Medicaid Fraud

This was originally posted on PoodleRose on August 2, 2013. Comments have not been migrated.

An investigation by The Center for Investigative Reporting and CNN found that many clinics in California are grossly over billing the government under the Medicaid program, and promptly receiving payments for fictitious patients. As one example, investigators counted 30 patients entering one clinic on a particular day, but the clinic later billed the government for 179 patients. CNN.com reports:

Thousands of pages of government records and dozens of interviews with counselors, patients and regulators reveal a widespread scheme to bilk the state’s Medicaid system, the nation’s largest.

We should not be surprised when individuals seek to scam the Medicaid system and gain unearned payments. Medicaid itself is based on the premise that the poor should received medical care that they cannot pay for–care that they have not earned.

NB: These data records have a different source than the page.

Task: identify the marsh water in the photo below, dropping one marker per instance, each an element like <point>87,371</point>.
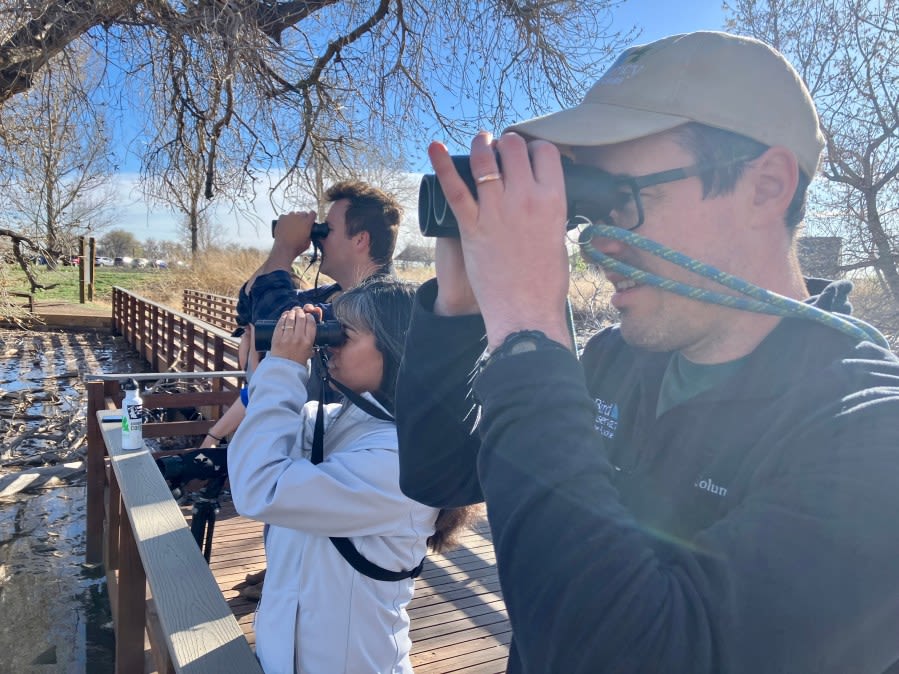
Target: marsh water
<point>54,611</point>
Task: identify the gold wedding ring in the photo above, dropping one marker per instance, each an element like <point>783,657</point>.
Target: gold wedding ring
<point>487,178</point>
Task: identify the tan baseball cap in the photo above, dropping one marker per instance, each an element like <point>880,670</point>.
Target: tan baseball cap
<point>726,81</point>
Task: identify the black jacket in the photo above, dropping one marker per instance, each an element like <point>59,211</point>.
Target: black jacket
<point>749,529</point>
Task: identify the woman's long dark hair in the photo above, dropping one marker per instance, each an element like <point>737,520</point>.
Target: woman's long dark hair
<point>383,307</point>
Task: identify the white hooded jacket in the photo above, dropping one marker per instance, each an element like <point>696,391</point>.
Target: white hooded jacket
<point>318,615</point>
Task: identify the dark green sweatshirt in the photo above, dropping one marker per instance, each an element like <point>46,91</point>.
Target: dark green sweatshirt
<point>750,529</point>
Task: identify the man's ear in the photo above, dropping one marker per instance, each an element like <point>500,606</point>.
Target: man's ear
<point>775,177</point>
<point>362,240</point>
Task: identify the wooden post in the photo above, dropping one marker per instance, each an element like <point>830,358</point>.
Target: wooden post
<point>82,270</point>
<point>91,267</point>
<point>132,604</point>
<point>96,474</point>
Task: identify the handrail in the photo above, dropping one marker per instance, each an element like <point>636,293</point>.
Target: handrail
<point>170,340</point>
<point>218,310</point>
<point>144,542</point>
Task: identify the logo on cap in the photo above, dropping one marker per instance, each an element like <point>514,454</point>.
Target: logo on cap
<point>626,65</point>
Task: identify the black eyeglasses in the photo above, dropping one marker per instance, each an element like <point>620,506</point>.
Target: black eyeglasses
<point>626,209</point>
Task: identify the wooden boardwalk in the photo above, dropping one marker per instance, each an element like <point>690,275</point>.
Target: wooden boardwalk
<point>459,621</point>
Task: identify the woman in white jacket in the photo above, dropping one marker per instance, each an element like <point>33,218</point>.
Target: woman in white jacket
<point>318,614</point>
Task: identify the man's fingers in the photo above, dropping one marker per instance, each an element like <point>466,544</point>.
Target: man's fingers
<point>454,188</point>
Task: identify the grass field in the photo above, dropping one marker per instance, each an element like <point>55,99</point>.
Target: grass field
<point>65,281</point>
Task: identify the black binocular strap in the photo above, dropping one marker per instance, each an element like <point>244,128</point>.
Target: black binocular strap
<point>344,545</point>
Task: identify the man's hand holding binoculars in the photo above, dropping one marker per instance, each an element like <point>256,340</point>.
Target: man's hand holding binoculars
<point>293,233</point>
<point>512,236</point>
<point>294,335</point>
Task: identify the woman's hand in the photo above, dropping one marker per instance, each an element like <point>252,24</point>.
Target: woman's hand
<point>294,336</point>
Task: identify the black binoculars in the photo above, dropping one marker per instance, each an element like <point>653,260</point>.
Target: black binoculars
<point>591,194</point>
<point>319,230</point>
<point>327,333</point>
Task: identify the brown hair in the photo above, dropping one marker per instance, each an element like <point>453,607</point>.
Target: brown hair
<point>711,145</point>
<point>370,210</point>
<point>449,525</point>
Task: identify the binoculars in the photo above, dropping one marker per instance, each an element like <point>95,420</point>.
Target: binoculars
<point>327,333</point>
<point>591,194</point>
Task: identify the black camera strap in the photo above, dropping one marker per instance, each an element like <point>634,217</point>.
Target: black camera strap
<point>344,545</point>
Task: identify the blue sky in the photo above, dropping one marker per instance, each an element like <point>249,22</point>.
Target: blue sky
<point>656,18</point>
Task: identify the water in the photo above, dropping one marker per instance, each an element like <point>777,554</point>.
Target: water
<point>54,612</point>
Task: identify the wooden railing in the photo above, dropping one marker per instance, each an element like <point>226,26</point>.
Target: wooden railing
<point>219,310</point>
<point>170,340</point>
<point>159,583</point>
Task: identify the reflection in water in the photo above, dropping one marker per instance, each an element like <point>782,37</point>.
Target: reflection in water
<point>54,614</point>
<point>55,617</point>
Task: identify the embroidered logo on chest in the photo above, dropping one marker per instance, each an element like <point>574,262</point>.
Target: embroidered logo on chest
<point>706,484</point>
<point>606,420</point>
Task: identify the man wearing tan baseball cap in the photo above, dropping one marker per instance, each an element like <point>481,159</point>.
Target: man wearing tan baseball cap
<point>710,486</point>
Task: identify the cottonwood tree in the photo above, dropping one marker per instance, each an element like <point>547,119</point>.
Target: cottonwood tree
<point>847,51</point>
<point>267,84</point>
<point>56,159</point>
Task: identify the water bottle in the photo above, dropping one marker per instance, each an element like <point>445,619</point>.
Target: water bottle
<point>132,417</point>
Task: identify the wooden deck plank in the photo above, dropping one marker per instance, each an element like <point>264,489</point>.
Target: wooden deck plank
<point>459,621</point>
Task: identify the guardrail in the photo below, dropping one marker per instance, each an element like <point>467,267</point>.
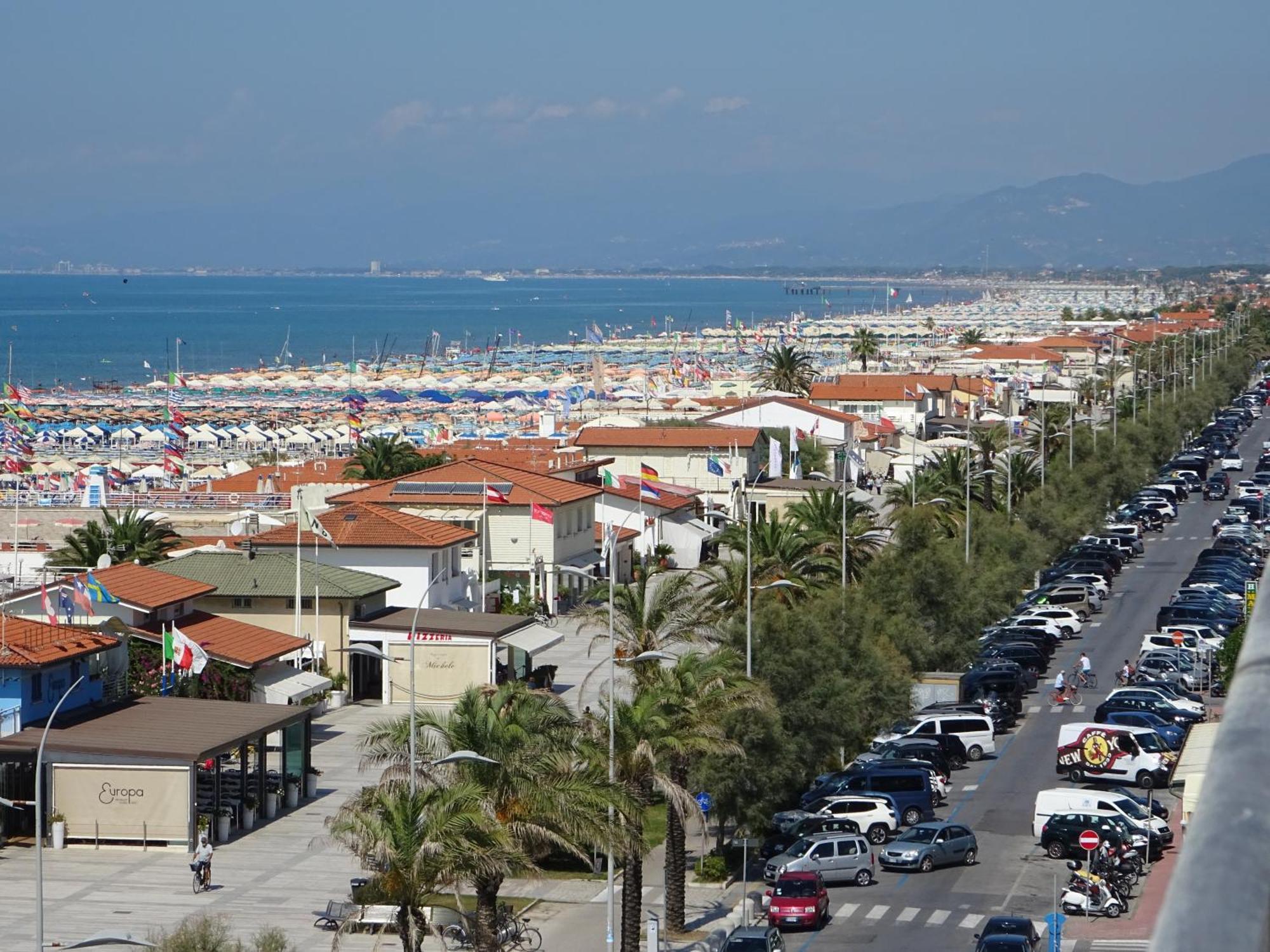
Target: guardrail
<point>1220,894</point>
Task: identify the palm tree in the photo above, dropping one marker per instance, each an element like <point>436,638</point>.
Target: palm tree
<point>131,536</point>
<point>547,790</point>
<point>651,614</point>
<point>388,458</point>
<point>420,843</point>
<point>972,336</point>
<point>788,370</point>
<point>699,691</point>
<point>866,345</point>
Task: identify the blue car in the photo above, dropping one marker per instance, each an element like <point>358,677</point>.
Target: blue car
<point>1170,733</point>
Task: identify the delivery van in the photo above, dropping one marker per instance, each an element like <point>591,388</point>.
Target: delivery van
<point>1113,753</point>
<point>1066,800</point>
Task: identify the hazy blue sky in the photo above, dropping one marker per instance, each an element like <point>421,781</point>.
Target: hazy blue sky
<point>328,134</point>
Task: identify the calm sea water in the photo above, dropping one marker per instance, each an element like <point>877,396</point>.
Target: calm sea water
<point>74,331</point>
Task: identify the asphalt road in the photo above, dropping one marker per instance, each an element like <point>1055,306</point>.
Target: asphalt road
<point>995,798</point>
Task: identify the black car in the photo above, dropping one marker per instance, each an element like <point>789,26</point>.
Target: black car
<point>1183,719</point>
<point>1216,489</point>
<point>1003,926</point>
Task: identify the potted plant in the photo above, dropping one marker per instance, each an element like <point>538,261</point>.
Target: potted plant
<point>248,817</point>
<point>223,824</point>
<point>59,822</point>
<point>271,800</point>
<point>338,695</point>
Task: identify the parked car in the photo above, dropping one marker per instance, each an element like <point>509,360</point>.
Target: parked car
<point>930,845</point>
<point>798,899</point>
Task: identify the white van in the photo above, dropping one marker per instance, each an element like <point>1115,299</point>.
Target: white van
<point>1066,800</point>
<point>975,732</point>
<point>1113,753</point>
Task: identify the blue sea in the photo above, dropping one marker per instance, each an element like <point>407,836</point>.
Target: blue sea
<point>74,331</point>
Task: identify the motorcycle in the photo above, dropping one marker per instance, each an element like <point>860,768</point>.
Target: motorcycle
<point>1090,896</point>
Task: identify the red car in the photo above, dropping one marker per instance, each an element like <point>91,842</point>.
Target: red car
<point>798,899</point>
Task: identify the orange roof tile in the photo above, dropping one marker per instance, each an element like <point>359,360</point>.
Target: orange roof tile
<point>228,640</point>
<point>667,437</point>
<point>524,487</point>
<point>365,525</point>
<point>32,644</point>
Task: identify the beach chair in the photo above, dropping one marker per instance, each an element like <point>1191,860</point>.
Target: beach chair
<point>336,915</point>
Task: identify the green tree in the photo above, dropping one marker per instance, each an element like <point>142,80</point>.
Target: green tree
<point>424,842</point>
<point>388,458</point>
<point>788,370</point>
<point>133,536</point>
<point>864,346</point>
<point>547,789</point>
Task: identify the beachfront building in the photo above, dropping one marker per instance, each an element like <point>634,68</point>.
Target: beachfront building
<point>906,400</point>
<point>258,590</point>
<point>545,522</point>
<point>703,458</point>
<point>40,662</point>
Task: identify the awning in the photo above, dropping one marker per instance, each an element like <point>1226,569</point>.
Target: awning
<point>533,639</point>
<point>281,685</point>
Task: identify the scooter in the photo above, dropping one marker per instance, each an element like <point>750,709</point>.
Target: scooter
<point>1090,896</point>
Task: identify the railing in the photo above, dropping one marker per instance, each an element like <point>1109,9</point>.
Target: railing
<point>1220,894</point>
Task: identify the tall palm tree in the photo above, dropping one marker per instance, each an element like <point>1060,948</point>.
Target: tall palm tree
<point>788,370</point>
<point>651,614</point>
<point>133,536</point>
<point>424,842</point>
<point>388,458</point>
<point>866,345</point>
<point>699,690</point>
<point>547,789</point>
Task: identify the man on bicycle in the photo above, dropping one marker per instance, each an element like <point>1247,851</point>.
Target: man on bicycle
<point>204,859</point>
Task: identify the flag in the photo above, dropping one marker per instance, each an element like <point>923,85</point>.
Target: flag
<point>82,597</point>
<point>48,605</point>
<point>65,605</point>
<point>98,591</point>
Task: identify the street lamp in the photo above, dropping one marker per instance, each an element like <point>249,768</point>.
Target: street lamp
<point>415,625</point>
<point>40,819</point>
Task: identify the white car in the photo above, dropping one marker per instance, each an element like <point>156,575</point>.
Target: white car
<point>1179,704</point>
<point>1064,618</point>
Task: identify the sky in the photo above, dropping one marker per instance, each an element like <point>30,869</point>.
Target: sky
<point>328,134</point>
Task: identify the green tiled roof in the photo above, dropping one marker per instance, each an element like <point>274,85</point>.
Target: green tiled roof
<point>272,576</point>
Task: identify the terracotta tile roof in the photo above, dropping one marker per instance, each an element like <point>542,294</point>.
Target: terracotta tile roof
<point>368,526</point>
<point>523,487</point>
<point>288,477</point>
<point>667,437</point>
<point>228,640</point>
<point>139,586</point>
<point>623,535</point>
<point>31,644</point>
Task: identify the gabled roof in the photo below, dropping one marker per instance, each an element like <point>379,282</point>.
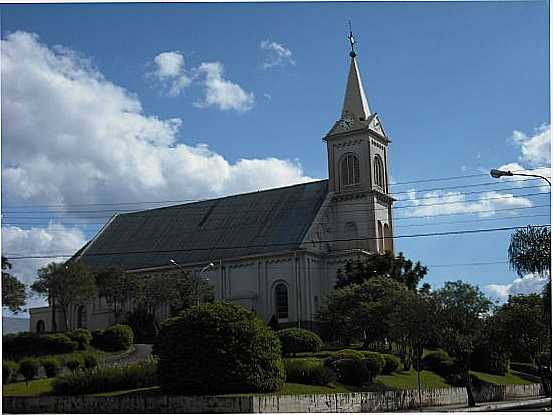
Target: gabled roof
<point>247,224</point>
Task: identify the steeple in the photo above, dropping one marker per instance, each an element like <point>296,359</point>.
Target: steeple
<point>355,101</point>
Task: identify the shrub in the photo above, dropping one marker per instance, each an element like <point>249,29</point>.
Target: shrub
<point>9,371</point>
<point>295,340</point>
<point>391,364</point>
<point>73,363</point>
<point>351,371</point>
<point>308,371</point>
<point>51,365</point>
<point>28,367</point>
<point>90,361</point>
<point>438,362</point>
<point>83,337</point>
<point>218,348</point>
<point>115,338</point>
<point>108,379</point>
<point>374,362</point>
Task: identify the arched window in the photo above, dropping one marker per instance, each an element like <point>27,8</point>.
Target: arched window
<point>350,170</point>
<point>281,301</point>
<point>378,171</point>
<point>40,326</point>
<point>81,317</point>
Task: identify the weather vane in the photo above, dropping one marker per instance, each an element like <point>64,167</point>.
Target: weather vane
<point>351,42</point>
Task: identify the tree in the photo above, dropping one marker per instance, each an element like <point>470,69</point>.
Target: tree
<point>398,268</point>
<point>412,326</point>
<point>65,285</point>
<point>460,308</point>
<point>523,328</point>
<point>361,310</point>
<point>13,291</point>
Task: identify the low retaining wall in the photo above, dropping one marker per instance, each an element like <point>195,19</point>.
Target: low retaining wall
<point>338,402</point>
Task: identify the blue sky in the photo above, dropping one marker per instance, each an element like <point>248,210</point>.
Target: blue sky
<point>460,87</point>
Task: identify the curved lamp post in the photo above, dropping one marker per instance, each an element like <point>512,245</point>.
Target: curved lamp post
<point>197,278</point>
<point>496,174</point>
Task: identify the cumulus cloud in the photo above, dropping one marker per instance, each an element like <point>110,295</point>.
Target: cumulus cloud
<point>527,285</point>
<point>221,92</point>
<point>170,70</point>
<point>275,54</point>
<point>55,239</point>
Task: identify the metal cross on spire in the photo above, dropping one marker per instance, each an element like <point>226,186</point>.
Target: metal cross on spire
<point>351,42</point>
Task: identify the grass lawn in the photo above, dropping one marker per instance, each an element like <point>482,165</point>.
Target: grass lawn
<point>408,380</point>
<point>34,388</point>
<point>510,378</point>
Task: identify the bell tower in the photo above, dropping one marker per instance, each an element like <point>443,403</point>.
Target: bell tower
<point>357,147</point>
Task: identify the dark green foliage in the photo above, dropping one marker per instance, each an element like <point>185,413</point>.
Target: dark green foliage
<point>295,340</point>
<point>114,338</point>
<point>374,362</point>
<point>391,364</point>
<point>90,361</point>
<point>73,363</point>
<point>309,371</point>
<point>51,365</point>
<point>108,379</point>
<point>16,346</point>
<point>352,371</point>
<point>28,367</point>
<point>218,348</point>
<point>83,337</point>
<point>9,371</point>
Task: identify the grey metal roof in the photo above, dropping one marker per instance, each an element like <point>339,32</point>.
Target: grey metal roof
<point>246,224</point>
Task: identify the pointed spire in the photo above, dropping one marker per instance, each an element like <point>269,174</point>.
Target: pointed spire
<point>355,101</point>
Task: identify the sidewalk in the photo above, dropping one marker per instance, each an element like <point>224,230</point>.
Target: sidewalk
<point>528,403</point>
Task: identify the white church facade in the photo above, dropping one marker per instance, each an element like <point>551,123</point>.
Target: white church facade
<point>276,251</point>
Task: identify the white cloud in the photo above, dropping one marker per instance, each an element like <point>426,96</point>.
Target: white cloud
<point>221,92</point>
<point>54,239</point>
<point>527,285</point>
<point>443,202</point>
<point>276,54</point>
<point>170,70</point>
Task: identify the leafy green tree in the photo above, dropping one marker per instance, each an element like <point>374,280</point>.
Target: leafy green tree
<point>13,291</point>
<point>523,328</point>
<point>399,269</point>
<point>65,285</point>
<point>361,310</point>
<point>460,308</point>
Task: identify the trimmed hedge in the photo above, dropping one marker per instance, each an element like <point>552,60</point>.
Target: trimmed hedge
<point>308,371</point>
<point>296,340</point>
<point>10,369</point>
<point>218,348</point>
<point>107,379</point>
<point>114,338</point>
<point>28,367</point>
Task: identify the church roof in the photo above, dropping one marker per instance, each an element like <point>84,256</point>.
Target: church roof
<point>234,226</point>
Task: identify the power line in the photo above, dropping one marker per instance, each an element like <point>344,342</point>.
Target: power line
<point>420,235</point>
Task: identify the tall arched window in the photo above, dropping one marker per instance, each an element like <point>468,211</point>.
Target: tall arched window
<point>378,171</point>
<point>281,301</point>
<point>350,170</point>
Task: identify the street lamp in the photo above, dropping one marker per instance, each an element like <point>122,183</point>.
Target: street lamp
<point>197,278</point>
<point>496,174</point>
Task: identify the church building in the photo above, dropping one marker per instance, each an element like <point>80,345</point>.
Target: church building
<point>275,251</point>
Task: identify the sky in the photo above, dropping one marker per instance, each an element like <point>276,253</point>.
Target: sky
<point>104,105</point>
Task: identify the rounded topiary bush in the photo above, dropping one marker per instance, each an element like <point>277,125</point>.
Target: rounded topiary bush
<point>351,371</point>
<point>28,367</point>
<point>115,338</point>
<point>295,340</point>
<point>83,337</point>
<point>218,348</point>
<point>374,362</point>
<point>391,364</point>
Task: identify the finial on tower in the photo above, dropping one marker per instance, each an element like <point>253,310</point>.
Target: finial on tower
<point>351,42</point>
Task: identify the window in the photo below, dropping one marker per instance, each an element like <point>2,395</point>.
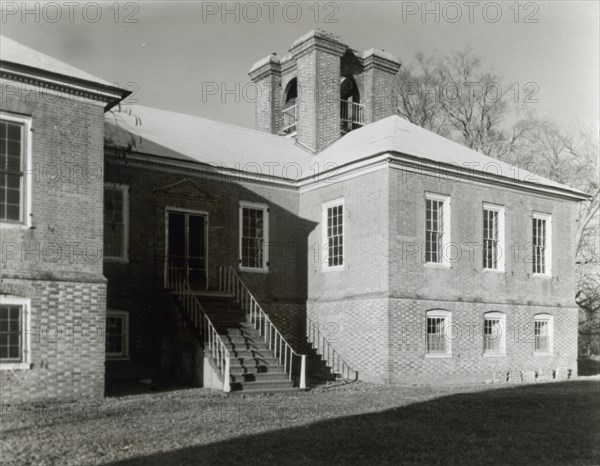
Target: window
<point>254,236</point>
<point>14,159</point>
<point>493,237</point>
<point>542,244</point>
<point>116,222</point>
<point>543,332</point>
<point>14,351</point>
<point>333,234</point>
<point>437,228</point>
<point>438,333</point>
<point>494,333</point>
<point>117,335</point>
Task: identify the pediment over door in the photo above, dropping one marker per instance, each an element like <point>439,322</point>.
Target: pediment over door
<point>185,189</point>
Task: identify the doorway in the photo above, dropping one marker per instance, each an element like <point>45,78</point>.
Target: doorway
<point>187,245</point>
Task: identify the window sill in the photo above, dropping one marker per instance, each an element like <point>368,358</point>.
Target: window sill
<point>251,270</point>
<point>10,366</point>
<point>437,265</point>
<point>494,355</point>
<point>116,260</point>
<point>333,269</point>
<point>13,226</point>
<point>437,356</point>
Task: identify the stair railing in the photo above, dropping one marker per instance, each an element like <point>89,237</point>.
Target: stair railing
<point>230,282</point>
<point>328,352</point>
<point>180,287</point>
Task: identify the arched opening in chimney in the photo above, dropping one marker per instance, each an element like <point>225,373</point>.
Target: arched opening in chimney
<point>352,114</point>
<point>289,108</point>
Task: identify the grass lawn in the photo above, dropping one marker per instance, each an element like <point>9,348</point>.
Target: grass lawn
<point>540,424</point>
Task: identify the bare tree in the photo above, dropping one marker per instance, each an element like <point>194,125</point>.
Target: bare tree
<point>455,97</point>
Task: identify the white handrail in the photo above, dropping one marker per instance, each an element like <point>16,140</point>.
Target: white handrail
<point>230,282</point>
<point>212,340</point>
<point>322,346</point>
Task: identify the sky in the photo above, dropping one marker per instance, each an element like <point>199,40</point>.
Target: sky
<point>194,57</point>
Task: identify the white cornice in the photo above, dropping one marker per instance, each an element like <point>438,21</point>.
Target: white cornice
<point>341,173</point>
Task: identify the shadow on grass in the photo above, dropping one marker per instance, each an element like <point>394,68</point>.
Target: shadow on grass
<point>119,388</point>
<point>588,367</point>
<point>542,424</point>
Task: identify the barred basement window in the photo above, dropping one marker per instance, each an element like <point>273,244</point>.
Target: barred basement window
<point>13,342</point>
<point>542,242</point>
<point>117,335</point>
<point>116,222</point>
<point>494,333</point>
<point>254,231</point>
<point>437,227</point>
<point>333,235</point>
<point>493,236</point>
<point>543,333</point>
<point>14,155</point>
<point>438,333</point>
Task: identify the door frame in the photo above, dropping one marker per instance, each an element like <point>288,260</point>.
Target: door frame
<point>183,210</point>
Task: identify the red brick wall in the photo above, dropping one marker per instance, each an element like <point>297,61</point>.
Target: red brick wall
<point>365,238</point>
<point>409,277</point>
<point>407,330</point>
<point>384,339</point>
<point>136,286</point>
<point>58,262</point>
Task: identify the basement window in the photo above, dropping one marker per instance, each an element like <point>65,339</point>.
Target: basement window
<point>254,237</point>
<point>14,345</point>
<point>439,342</point>
<point>543,334</point>
<point>494,334</point>
<point>117,335</point>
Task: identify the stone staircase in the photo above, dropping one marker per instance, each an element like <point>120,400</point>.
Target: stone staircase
<point>254,368</point>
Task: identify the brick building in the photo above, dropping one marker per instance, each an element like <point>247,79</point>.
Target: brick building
<point>335,229</point>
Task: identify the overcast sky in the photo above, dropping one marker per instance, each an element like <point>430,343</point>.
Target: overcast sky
<point>175,49</point>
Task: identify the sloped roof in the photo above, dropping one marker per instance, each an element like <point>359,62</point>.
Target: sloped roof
<point>193,139</point>
<point>15,52</point>
<point>397,135</point>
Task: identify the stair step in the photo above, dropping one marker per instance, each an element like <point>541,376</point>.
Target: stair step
<point>265,386</point>
<point>254,361</point>
<point>247,345</point>
<point>258,377</point>
<point>239,369</point>
<point>252,354</point>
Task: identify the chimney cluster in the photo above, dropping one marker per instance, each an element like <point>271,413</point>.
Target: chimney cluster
<point>323,89</point>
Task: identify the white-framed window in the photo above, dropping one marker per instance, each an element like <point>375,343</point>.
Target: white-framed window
<point>254,237</point>
<point>116,222</point>
<point>494,334</point>
<point>117,335</point>
<point>438,334</point>
<point>493,237</point>
<point>543,334</point>
<point>333,234</point>
<point>14,321</point>
<point>15,178</point>
<point>542,244</point>
<point>437,228</point>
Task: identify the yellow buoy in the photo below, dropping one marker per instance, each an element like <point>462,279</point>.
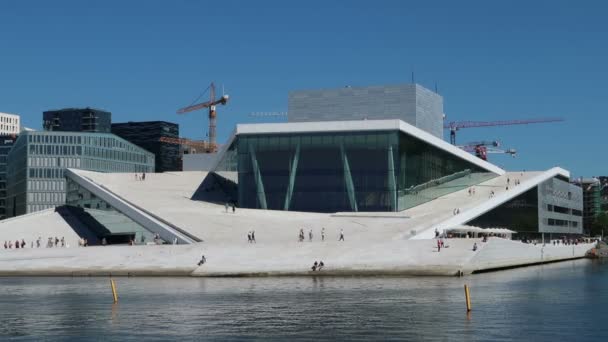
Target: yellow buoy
<point>114,294</point>
<point>467,295</point>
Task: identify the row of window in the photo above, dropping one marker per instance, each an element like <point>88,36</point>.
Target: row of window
<point>9,129</point>
<point>46,173</point>
<point>9,119</point>
<point>563,210</point>
<point>46,197</point>
<point>562,223</point>
<point>46,185</point>
<point>55,139</point>
<point>54,162</point>
<point>38,207</point>
<point>65,150</point>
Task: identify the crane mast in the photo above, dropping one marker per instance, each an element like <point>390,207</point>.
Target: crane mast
<point>211,104</point>
<point>454,126</point>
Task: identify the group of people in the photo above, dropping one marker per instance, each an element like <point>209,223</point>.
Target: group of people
<point>251,236</point>
<point>18,244</point>
<point>140,177</point>
<point>301,236</point>
<point>515,182</point>
<point>51,242</point>
<point>233,207</point>
<point>317,266</point>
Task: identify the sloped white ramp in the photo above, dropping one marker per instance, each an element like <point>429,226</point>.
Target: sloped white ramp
<point>148,220</point>
<point>471,213</point>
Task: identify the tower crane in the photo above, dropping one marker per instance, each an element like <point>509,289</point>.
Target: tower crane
<point>454,126</point>
<point>212,114</point>
<point>198,144</point>
<point>482,148</point>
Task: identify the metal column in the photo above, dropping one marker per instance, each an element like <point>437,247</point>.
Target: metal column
<point>292,177</point>
<point>392,184</point>
<point>350,187</point>
<point>259,186</point>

When need supersedes rights, fraud will eventually enter the picture, and probably very quickly.

Under Medicaid, government officials seize the wealth of the productive and distribute that wealth as they deem proper. When such schemes are offered, a parade of parasites forms to get their share of the loot. If need is the criteria for redistributing wealth, the fraudsters are just as needy as the poor.

Just as we can be certain that entitlement programs attract fraudsters, we can also be certain that this report will motivate a series of “reforms” to crack down on fraud. But so long as the premise that need supersedes rights is embraced, Medicaid will be a magnet for those wanting a piece of the pie. The solution is not reform, but abolition of Medicaid and all entitlement programs.